Brussels / 30 & 31 January 2016


Genode as Desktop OS

Genode is a component-based operating system developed from the ground up to counter most security issues that plague us today, like spyware, viruses, and zero-day exploits. It combines microkernel technology, capability-based security, and virtualization with a unique component architecture. Developed over the course of 8 years, the project has finally evolved to a state where its developers use it as their desktop OS. The talk will give an introduction into Genode and demonstrate its unique takes on desktop computing.

In the free-software community, there is very little competition that challenges the predominant POSIX-based operating systems like Linux and FreeBSD. It's a universal truth that the creation of a new general-purpose operating system from scratch is infeasible due to the enormous amount of work needed to develop device drivers, libraries, and applications. Since most users seem to be content with the current POSIX-based state of the art, good arguments would be needed to justify such an effort.

Security and privacy are such arguments. In times when threats like identity theft, the leakage of personal information, business espionage, spyware, and even targeted attacks become prevalent, the current generation of commodity OSes remain inherently vulnerable to zero-day exploits and privilege escalation, and leave the end user largely unprotected.
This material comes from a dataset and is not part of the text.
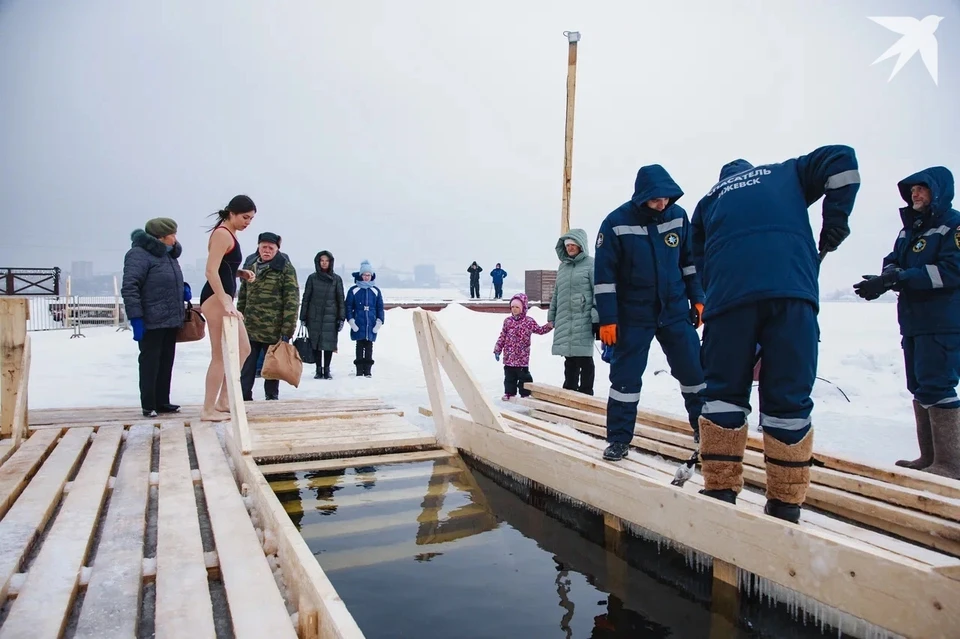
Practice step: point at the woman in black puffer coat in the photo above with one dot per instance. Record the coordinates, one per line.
(323, 311)
(153, 295)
Genode is a new operating-system architecture that promises to prevent most classes of security problems by design. Genode-based systems are created out of surprisingly simple primitives: Each program runs in a dedicated sandbox and gets granted only those rights and resources that are needed for its actual task. Programs can create and manage sub-sandboxes out of their own resources, thereby forming hierarchies where policies can be enforced at each level. Thanks to this rigid regime, the attack surface of security-critical functions can be reduced by orders of magnitude compared to contemporary operating systems.
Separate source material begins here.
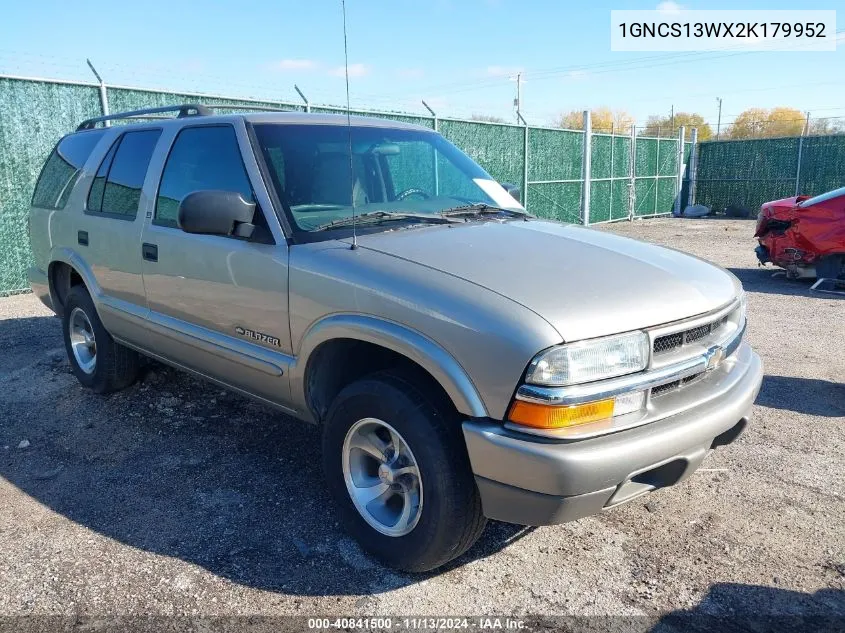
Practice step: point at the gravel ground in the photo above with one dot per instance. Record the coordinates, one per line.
(175, 498)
After 8 years of development, the project has reached a state where a small group of enthusiasts use it as their primary OS. This was made possible by the virtue of embedding a wealth of open-source projects as components into the new system. For the use as desktop OS, Genode integrates Qt5, VirtualBox, Intel KMS, the GNU utilities, the Linux USB stack, the Intel wireless stack, Rump kernels, and a number of custom components into a completely new system composition.

The talk will first introduce the basic concepts behind Genode, contrasting its architecture to current-generation OSes. The second part of the talk will demonstrate how Genode approaches desktop computing and how it is used as day-to-day OS on the speaker's laptop.